Elegance of the closed-loop design: The exploration module produces data, the refinement module validates quality, and quality feedback guides exploration — this self-improving data flywheel mechanism is both simple and effective.
Transferable paradigm: The "identify hard samples → actively collect → verify and repair" data production paradigm is broadly applicable to agent training in domains such as robotic control and code generation.

Limitations & Future Work¶

The specific metrics for hardness quantification (how to compute contextual/sequential/visual ambiguity) rely on heuristic design and may require adaptation for different GUI environments.
The AGR module itself depends on a capable VLM to judge alignment quality, introducing an additional model dependency.
The current framework focuses on web and mobile GUI; coverage of complex interactions in desktop applications (e.g., IDEs, design tools) is insufficient.
Future work could incorporate the hardness signal into the training phase as curriculum learning (easy before hard), rather than using it solely during data synthesis.

vs.

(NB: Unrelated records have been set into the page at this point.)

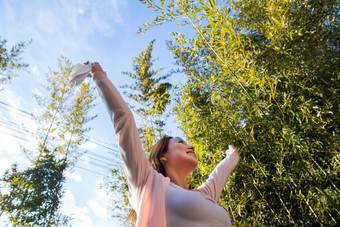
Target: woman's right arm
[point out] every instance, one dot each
(137, 166)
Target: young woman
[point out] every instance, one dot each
(158, 190)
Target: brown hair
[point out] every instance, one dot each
(156, 152)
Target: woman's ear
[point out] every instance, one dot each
(163, 159)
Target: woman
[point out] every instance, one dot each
(158, 190)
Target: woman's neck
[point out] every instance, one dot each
(179, 179)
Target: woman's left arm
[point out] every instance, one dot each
(217, 180)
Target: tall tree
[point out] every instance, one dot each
(35, 193)
(263, 75)
(151, 93)
(10, 60)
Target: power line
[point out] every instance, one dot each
(90, 139)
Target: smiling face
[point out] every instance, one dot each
(180, 155)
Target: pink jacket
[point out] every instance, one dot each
(147, 187)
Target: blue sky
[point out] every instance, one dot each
(81, 30)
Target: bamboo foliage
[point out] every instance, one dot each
(35, 193)
(264, 76)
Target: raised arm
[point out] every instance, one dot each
(137, 166)
(213, 187)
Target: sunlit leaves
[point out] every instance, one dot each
(264, 76)
(35, 193)
(10, 60)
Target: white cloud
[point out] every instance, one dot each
(97, 208)
(76, 176)
(34, 70)
(99, 204)
(88, 145)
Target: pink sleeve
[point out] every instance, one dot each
(137, 166)
(217, 180)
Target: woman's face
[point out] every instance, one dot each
(180, 154)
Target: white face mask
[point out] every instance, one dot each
(79, 73)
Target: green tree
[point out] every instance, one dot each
(264, 76)
(10, 60)
(151, 93)
(35, 193)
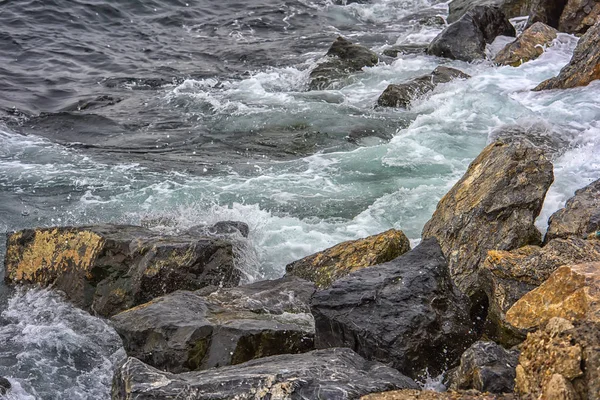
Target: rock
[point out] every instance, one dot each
(510, 8)
(546, 11)
(5, 385)
(492, 207)
(529, 46)
(465, 39)
(579, 217)
(409, 394)
(572, 292)
(506, 276)
(561, 361)
(326, 266)
(405, 313)
(584, 66)
(344, 57)
(185, 331)
(400, 95)
(579, 15)
(326, 374)
(110, 268)
(486, 367)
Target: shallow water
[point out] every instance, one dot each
(211, 121)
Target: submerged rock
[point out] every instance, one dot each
(327, 374)
(110, 268)
(572, 292)
(466, 38)
(492, 207)
(405, 313)
(343, 58)
(584, 66)
(185, 331)
(486, 367)
(506, 276)
(561, 361)
(528, 46)
(579, 217)
(400, 95)
(326, 266)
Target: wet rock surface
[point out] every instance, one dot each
(486, 367)
(528, 46)
(400, 95)
(185, 331)
(492, 207)
(466, 38)
(109, 268)
(405, 313)
(343, 58)
(584, 66)
(579, 217)
(331, 374)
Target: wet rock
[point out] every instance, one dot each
(584, 66)
(579, 217)
(109, 268)
(572, 292)
(328, 265)
(409, 394)
(579, 15)
(492, 207)
(510, 8)
(466, 38)
(486, 367)
(400, 95)
(405, 313)
(529, 46)
(327, 374)
(185, 331)
(506, 276)
(561, 361)
(343, 58)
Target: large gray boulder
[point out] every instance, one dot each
(333, 374)
(466, 38)
(110, 268)
(405, 313)
(185, 331)
(342, 59)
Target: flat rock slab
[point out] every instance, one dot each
(405, 313)
(109, 268)
(185, 331)
(333, 374)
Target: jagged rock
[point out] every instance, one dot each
(405, 313)
(400, 95)
(546, 11)
(579, 217)
(326, 266)
(571, 292)
(326, 374)
(510, 8)
(579, 15)
(561, 361)
(110, 268)
(528, 46)
(486, 367)
(465, 39)
(584, 66)
(344, 57)
(185, 331)
(506, 276)
(409, 394)
(492, 207)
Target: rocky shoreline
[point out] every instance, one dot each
(485, 301)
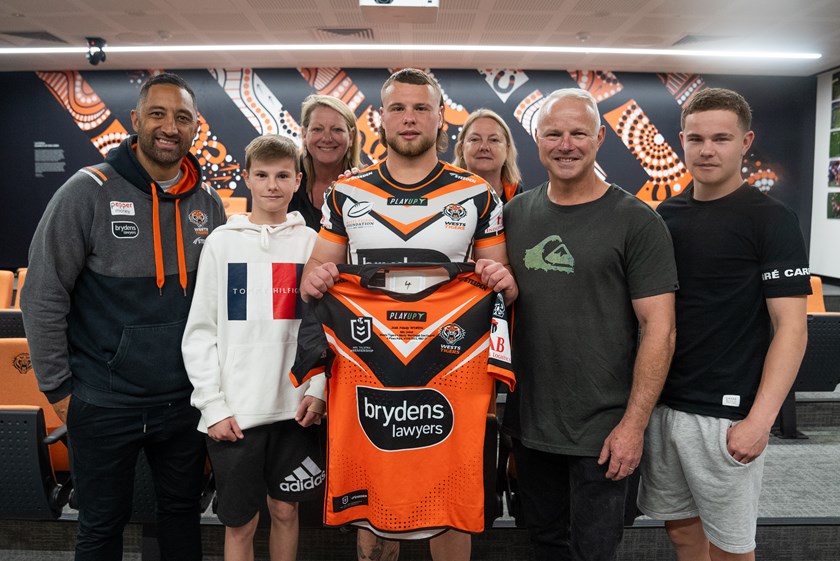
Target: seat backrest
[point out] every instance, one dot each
(7, 286)
(21, 280)
(21, 388)
(27, 481)
(816, 303)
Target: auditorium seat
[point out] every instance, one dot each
(816, 303)
(21, 280)
(21, 388)
(7, 287)
(29, 487)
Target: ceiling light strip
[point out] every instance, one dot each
(777, 55)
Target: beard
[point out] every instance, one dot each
(408, 149)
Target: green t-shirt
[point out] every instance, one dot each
(575, 332)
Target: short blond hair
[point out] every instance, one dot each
(271, 147)
(352, 159)
(416, 77)
(510, 169)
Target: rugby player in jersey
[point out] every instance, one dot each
(411, 207)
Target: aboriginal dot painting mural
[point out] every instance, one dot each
(58, 122)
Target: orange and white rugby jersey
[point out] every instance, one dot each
(410, 379)
(384, 221)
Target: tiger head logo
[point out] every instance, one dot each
(22, 363)
(198, 218)
(455, 211)
(452, 333)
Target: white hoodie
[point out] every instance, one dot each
(241, 334)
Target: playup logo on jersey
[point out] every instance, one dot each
(404, 419)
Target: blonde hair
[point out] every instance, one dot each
(510, 169)
(352, 157)
(416, 77)
(271, 147)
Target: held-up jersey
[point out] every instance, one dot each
(410, 381)
(384, 221)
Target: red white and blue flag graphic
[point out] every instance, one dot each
(264, 291)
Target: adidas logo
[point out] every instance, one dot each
(305, 477)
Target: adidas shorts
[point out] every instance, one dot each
(687, 471)
(282, 460)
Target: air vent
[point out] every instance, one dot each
(345, 33)
(696, 39)
(41, 36)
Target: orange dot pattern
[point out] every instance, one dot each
(668, 175)
(334, 82)
(256, 101)
(682, 86)
(368, 126)
(601, 84)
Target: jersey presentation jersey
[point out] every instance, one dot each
(410, 381)
(384, 221)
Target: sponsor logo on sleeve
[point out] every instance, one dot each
(792, 272)
(404, 419)
(124, 230)
(452, 333)
(119, 208)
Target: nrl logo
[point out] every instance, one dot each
(360, 329)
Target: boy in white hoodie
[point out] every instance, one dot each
(238, 347)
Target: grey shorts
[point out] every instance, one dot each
(283, 460)
(688, 472)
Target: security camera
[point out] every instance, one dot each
(96, 52)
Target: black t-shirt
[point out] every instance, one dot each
(732, 253)
(579, 267)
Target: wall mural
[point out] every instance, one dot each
(59, 122)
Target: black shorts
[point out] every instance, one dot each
(282, 460)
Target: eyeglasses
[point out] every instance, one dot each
(493, 142)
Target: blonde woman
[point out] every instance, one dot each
(485, 147)
(331, 146)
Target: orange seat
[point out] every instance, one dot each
(7, 287)
(815, 302)
(21, 280)
(21, 388)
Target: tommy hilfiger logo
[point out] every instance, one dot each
(305, 477)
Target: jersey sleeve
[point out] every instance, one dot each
(784, 259)
(332, 223)
(312, 349)
(490, 229)
(499, 360)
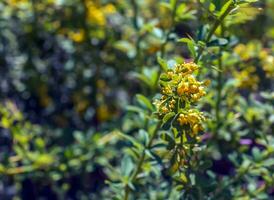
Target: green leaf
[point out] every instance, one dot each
(126, 166)
(144, 101)
(144, 136)
(134, 109)
(168, 117)
(162, 63)
(192, 179)
(130, 139)
(185, 40)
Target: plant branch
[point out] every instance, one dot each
(213, 29)
(141, 160)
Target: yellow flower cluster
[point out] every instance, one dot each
(194, 119)
(247, 79)
(96, 14)
(184, 83)
(179, 90)
(267, 62)
(77, 36)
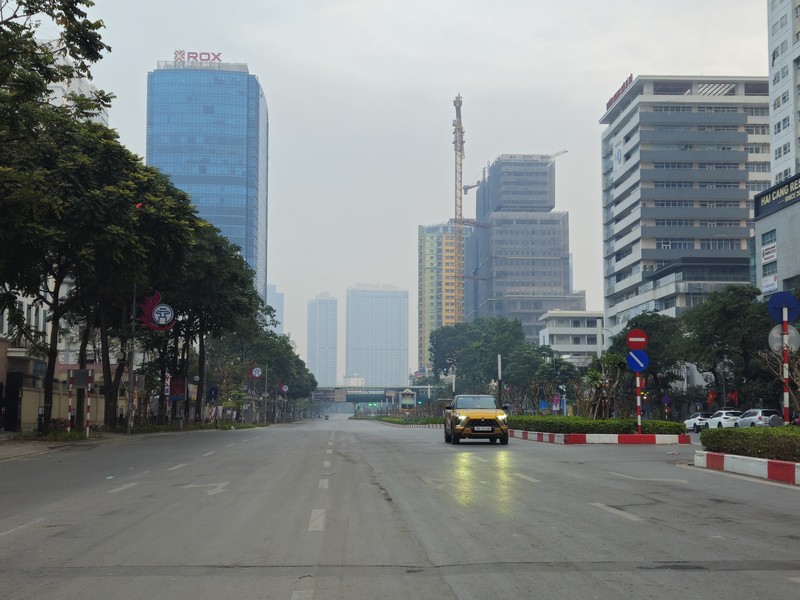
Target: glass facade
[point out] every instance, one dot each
(207, 128)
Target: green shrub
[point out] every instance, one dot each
(775, 443)
(560, 424)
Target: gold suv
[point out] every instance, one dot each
(475, 416)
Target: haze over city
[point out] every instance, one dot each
(360, 96)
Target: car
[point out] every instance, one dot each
(760, 417)
(696, 421)
(722, 418)
(475, 416)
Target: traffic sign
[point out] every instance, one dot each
(775, 338)
(780, 300)
(636, 339)
(637, 360)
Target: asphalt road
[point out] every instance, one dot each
(356, 510)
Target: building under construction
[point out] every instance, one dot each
(517, 260)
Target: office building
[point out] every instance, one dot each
(376, 344)
(517, 260)
(776, 245)
(275, 300)
(323, 339)
(436, 284)
(207, 129)
(682, 159)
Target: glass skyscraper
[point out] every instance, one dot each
(207, 128)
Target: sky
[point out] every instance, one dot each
(360, 97)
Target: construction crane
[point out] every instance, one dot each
(458, 145)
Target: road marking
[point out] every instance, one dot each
(648, 478)
(216, 488)
(619, 513)
(21, 526)
(317, 522)
(123, 487)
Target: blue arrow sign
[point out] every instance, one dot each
(637, 360)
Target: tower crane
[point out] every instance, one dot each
(458, 145)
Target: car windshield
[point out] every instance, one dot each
(476, 402)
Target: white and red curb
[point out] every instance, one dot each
(601, 438)
(774, 470)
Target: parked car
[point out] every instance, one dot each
(696, 421)
(723, 418)
(760, 417)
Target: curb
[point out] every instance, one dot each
(774, 470)
(601, 438)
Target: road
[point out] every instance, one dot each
(357, 510)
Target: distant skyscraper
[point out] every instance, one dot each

WebVoyager/DigiRL et al.: Existing GUI agent data synthesis primarily relies on demonstration recording or reinforcement learning exploration. HATS's key distinction is explicitly modeling the semantic ambiguity of actions and designing the data production system around it.
vs. CogAgent/ShowUI: These methods focus on model architecture improvements (e.g., high-resolution understanding, UI element grounding), while HATS addresses generalization from a data quality perspective — the two approaches are complementary.
This work suggests that in agent training, "hardness-awareness" matters more than "data volume" — a carefully curated small set of high-quality hard samples may outperform a large collection of simple ones.

Rating¶

Novelty: ⭐⭐⭐⭐ The conceptual definition of "semantic ambiguity" and the closed-loop hardness-driven framework are clear highlights.
Experimental Thoroughness: ⭐⭐⭐⭐ Validated across multiple GUI benchmarks with ablations, though unavailability of the full HTML paper limits access to details.
Writing Quality: ⭐⭐⭐⭐ Problem motivation is articulated clearly; method description is well-structured.
Value: ⭐⭐⭐⭐ Provides a systematic solution to data quality issues in GUI agent training.